“Taxa-se como país rico, mas produzimos como país pobre”

Portugal sobe para a nona posição no ranking das cargas fiscais sobre o trabalho mais altas da OCDE. Especialistas alertam para os riscos desta tendência.

Os números não são positivos: Portugal é um dos países com a carga fiscal mais elevada do conjunto dos 38 países da Organização para a Cooperação e Desenvolvimento Económico (OCDE). Esta é uma das principais conclusões do relatório anual Taxing Wages – que coloca Portugal em 9.º lugar, à frente de países como Espanha, Luxemburgo, Grécia, Países Baixos e Irlanda.

Questionado sobre os riscos desta conclusão, Paulo Rosa, economista do Banco Carregosa, explica que «o fator capital é muito mais flexível que o fator trabalho, este bem mais rígido, mas esta tendência tem diminuído nas últimas décadas, impulsionada pela visível melhoria dos meios de comunicação e transporte», acrescentando que a pandemia «diminuiu ainda mais a rigidez do fator trabalho, permitindo a aceleração do teletrabalho e uma gradual flexibilidade do fator trabalho, que procurará no futuro geografias capazes de oferecerem uma otimização fiscal».

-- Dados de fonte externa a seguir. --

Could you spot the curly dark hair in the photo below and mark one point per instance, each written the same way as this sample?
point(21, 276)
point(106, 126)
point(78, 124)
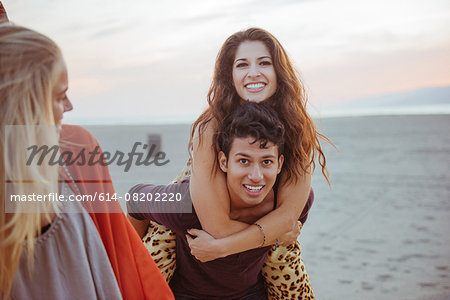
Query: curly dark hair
point(255, 120)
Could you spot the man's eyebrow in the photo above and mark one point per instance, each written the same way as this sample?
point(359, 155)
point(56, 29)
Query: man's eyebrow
point(241, 154)
point(63, 90)
point(246, 155)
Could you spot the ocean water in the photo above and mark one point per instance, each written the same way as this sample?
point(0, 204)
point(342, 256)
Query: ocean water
point(381, 230)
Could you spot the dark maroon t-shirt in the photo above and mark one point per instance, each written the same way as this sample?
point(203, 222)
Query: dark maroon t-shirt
point(227, 278)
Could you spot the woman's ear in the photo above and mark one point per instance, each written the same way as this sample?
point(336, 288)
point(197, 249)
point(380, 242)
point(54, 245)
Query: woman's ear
point(223, 161)
point(280, 163)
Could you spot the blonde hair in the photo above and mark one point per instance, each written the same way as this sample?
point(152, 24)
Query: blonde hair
point(28, 63)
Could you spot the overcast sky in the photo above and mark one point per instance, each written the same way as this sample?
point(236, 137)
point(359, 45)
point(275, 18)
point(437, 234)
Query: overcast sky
point(155, 58)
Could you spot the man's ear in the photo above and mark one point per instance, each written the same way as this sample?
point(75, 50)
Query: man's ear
point(280, 163)
point(223, 161)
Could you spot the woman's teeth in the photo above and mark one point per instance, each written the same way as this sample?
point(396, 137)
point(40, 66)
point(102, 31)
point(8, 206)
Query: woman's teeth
point(255, 85)
point(253, 188)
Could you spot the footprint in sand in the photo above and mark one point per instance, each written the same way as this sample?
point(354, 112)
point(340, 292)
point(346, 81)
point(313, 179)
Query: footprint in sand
point(384, 277)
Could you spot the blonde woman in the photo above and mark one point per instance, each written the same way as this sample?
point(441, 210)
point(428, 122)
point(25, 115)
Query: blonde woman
point(46, 253)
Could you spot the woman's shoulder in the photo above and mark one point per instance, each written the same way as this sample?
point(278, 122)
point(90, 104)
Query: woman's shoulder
point(76, 134)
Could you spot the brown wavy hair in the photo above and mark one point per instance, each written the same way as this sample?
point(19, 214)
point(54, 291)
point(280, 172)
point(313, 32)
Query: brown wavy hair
point(289, 101)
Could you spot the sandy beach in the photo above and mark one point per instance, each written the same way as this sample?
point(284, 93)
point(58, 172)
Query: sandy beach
point(381, 231)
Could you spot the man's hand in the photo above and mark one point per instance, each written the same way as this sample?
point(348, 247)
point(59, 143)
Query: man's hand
point(204, 247)
point(291, 236)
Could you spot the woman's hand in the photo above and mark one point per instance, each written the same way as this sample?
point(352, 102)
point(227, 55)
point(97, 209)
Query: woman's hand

Além disso, destaca o economista, «há uma correlação positiva entre a carga fiscal e o nefasto efeito crowding out na economia. Ou seja, à medida que a carga fiscal sobe, aumenta também o indesejável efeito crowding out (diminuição dos recursos financeiros disponíveis para o setor privado, sendo cada vez mais absorvidos pelo crescimento do Estado)».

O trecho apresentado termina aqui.